By: Art Middlekauff
Many of the benefits of internal billback processes are well-understood. Since so many enterprise resources are shared, it is critical to allocate the cost for these resources appropriately. If an organization is to have accurate ROI calculations for projects and initiatives, it is imperative that these kinds of costs are factored in. And of course software is one of the most expensive of these shared resources.
While investment planning is one benefit of billback processes, another benefit is cost savings. If all project leaders are charged for of the shared resources they are consuming, they will almost certainly use these resources more carefully. Encouraging this kind of cost-conscious behavior will visibly reduce the overall IT expenditure.
The problem is how to do billback accurately now that there are so many different complex license models in use. Many people have written about the increasing complexity of enterprise license agreements (for example, see this article). Much of the discussion around these new license models focuses on the challenge of maintaining software license compliance. But a less commonly recognized impact of this complexity is the effect on billback systems.

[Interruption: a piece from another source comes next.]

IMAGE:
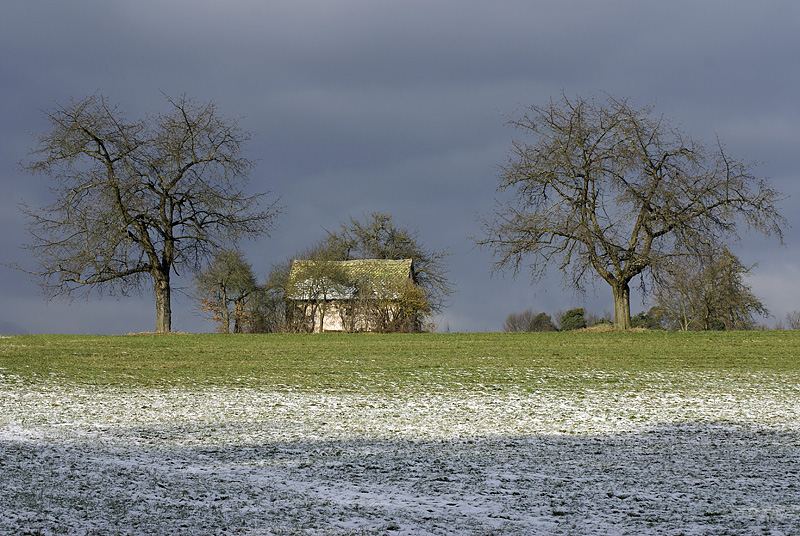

For example, if a database server is licensed by processor, then how should the use of that system be accurately billed back? Or if a software product is licensed for concurrently, how can billback be structured in a way to encourage frugal use of the software? With some creativity, a comprehensive billback process could be designed where enterprise users a rewarded for using lower cost database servers or using floating licenses during non-peak hours.
Do you have a billback system in your organization? Does it help with your ROI calculations? Do you think it could be structured in a way that actual encourage behavior that reduces overall IT expenditures?